Bank of America Pays $137 Million in Restitution for Fraudulent Bid-Rigging in the Muni Markets
Bank of America has agreed to pay restitution in the amount of $137 million for its part in a vast bid-rigging conspiracy in the municipal-investment contracts market, according to a Bloomberg article by Martin Z. Braun and Jeff Bliss called “Bank of America Deal in Muni Case May be ‘Tip of the Iceberg.’” See also “BofA settles muni bond probe for $137M,” by Adam O’Daniel of the Atlanta Business Chronicle. The settlement arose out of an anti-trust investigation by the U.S. Department of Justice.
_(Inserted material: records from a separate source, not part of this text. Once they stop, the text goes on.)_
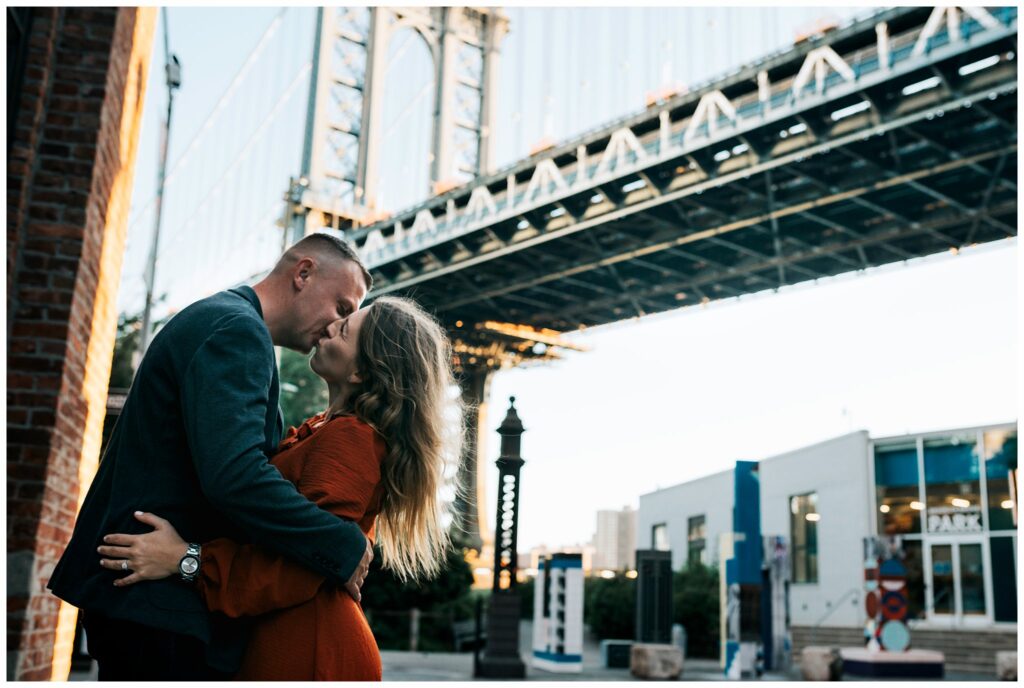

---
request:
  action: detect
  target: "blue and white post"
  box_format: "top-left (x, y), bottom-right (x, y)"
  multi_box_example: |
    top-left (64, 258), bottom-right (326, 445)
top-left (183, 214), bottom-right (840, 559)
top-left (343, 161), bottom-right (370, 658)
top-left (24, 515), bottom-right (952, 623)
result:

As the Bloomberg article suggests, many other co-conspirators could be poised to fall.
“Stay tuned to this channel -- I think you will see a lot more activity in the coming weeks and months,” Christine Varney, head of the DOJ’s antitrust division, was quoted as saying, adding: “We are committed to getting restitution, full restitution, to all the municipalities that were victims of this scheme.”
Howard University law professor Andrew Gavil was quoted as saying that the Bank of America settlement is “likely the tip of the iceberg.”
The article said the DOJ had identified more than twelve firms, including JP Morgan Chase, UBS AG, and Societe Generale, as unindicted co-conspirators in another criminal case.
Bank conspirators circumvented the normal bidding process by allegedly bribing government officials, paying illegal kickbacks to brokers, and obtaining inside information, which enabled their them to carve up the market, fix prices, and decide who would and would not sell guaranteed investment contracts to municipal governments.
“I had conversations prior to the bid with the broker about who the bidders were going to be and who was going to win or lose,” Douglas Lee Campbell, a former executive in Bank of America’s municipal derivatives group, reportedly told a federal judge when he pleaded guilty on September 9.
Bank of America supposedly turned itself in to the Department of Justice and is receiving leniency for cooperating with the investigation. Bank of America’s settlement, which reportedly covers activities from 1997 through 2002, calls for it pay $67 million directly to affected states and $70 million to the Securities and Exchange Commission.
“Bank of America is pleased to put this matter behind it and has already voluntarily undertaken numerous remediation efforts,” the company announced proudly.